Dropping into one of the chairs at the table, Sabrina crossed her arms over her striped cropped sweater. “I saw Carrie this afternoon. She told me all about how you were getting friendly with a woman who’d been watching the kids.”

So the gossip mill had already begun to churn. Fantastic. He ground his teeth, his anger nearing its boiling point. Sabrina didn’t get to come here and cause chaos, upsetting all the progress he’d worked so hard to make.

“That’s none of your business.” He kept his voice an icy calm.

“If it involves our girls, it is my business.”

“Now you decide to be a parent?” he shot back, unable to stop himself.

His comment plunged them into a chilling impasse, broken only by the creak of the front door opening.

“Christian?” Hallie called from the entryway. “We’re back.”

Isla and Penelope burst through the house, talking over each other.

“Daddy, Daddy! I walked on the balance beam!” Isla called at the same time Penelope added, “I jump in the pit!”

They skittered to a stop as they appeared in the kitchen. Isla’s suspicion immediately replaced her excitement. “Who’s she?”

Sabrina turned wide eyes onto Christian. “They’re both so big,” she whispered, agony marring her voice. Taking a step toward the girls, a tearful smile appeared on her face. “Hi, girls. Mommy’s home. Come give me a hug.”

Isla backed up, bumping into Hallie, whose gaze darted from Sabrina to Christian. Her furrowed brows asked the question she didn’t need to speak out loud.

He bobbed his head once.

The worry plaguing Hallie’s lovely face pierced his heart, stabbing some of the air out of his anger. She squeezed the girls’ shoulders gently, crouching to their level. “Why don’t you go play in your rooms for a bit.”
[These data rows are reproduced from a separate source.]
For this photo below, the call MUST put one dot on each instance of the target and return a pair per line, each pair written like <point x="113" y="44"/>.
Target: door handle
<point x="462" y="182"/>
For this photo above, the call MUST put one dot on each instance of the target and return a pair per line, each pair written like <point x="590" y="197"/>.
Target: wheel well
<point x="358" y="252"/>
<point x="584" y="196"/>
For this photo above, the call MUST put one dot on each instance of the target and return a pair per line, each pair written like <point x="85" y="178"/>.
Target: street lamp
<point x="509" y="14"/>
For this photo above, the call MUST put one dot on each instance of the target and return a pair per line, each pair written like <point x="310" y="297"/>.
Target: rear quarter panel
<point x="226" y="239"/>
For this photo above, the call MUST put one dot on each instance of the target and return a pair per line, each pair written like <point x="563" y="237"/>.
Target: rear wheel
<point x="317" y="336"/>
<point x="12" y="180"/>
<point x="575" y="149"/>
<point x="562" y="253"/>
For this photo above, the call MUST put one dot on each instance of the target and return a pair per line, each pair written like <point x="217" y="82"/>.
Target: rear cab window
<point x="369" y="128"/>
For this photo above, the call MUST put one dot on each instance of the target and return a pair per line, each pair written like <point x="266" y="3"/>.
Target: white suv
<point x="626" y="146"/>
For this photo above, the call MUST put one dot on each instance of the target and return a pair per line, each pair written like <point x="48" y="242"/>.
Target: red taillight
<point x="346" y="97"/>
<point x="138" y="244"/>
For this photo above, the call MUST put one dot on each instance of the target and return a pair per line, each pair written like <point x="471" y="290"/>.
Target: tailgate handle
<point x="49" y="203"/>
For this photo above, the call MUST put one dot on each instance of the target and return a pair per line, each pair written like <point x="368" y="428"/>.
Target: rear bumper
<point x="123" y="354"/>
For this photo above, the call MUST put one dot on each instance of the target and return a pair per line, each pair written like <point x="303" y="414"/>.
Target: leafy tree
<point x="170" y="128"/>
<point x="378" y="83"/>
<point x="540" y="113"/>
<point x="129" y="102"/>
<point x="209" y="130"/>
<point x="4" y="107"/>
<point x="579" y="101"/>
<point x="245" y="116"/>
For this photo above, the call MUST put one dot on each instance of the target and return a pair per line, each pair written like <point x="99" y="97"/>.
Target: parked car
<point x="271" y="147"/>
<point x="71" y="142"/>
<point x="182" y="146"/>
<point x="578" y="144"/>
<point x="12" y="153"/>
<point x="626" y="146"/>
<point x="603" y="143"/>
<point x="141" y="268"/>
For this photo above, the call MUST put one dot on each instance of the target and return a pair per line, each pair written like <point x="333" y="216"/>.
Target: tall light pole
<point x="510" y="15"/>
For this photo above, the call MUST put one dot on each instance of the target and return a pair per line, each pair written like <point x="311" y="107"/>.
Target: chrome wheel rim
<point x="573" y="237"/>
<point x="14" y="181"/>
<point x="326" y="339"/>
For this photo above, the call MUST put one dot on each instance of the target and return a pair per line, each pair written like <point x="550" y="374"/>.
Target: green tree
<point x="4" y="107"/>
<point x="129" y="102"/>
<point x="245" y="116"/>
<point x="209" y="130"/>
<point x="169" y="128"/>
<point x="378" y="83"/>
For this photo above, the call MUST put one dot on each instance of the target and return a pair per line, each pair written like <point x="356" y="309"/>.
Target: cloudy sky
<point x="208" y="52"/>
Both girls darted wary glances toward Sabrina before scurrying off toward the stairs. Hallie’s gaze followed them before she swiveled back to the tense scene in the kitchen. She teetered in the entryway, obviously not sure whether to stay or go and looking to Christian for guidance.

There was nothing he wanted more than for her to stay. He needed her calming presence right now. But he refused to subject her to his ex’s vitriol. Turning to Sabrina, he said, “Will you excuse us?”

Without waiting for an answer, he crossed to Hallie, gesturing for her to follow him from the kitchen. They stopped near the front door. “You should probably go. I need to sort this out.”

She studied him, and he suspected the worry in her expression would haunt him for long after she was gone.

“Text me later?” she asked, her voice wobbly.

Nodding, he held her eyes for a long moment, trying to convey that Sabrina’s presence changed nothing between them. But with the way his head still spun at his ex’s unexpected appearance, the words he wanted to speak only tumbled incoherently in his head.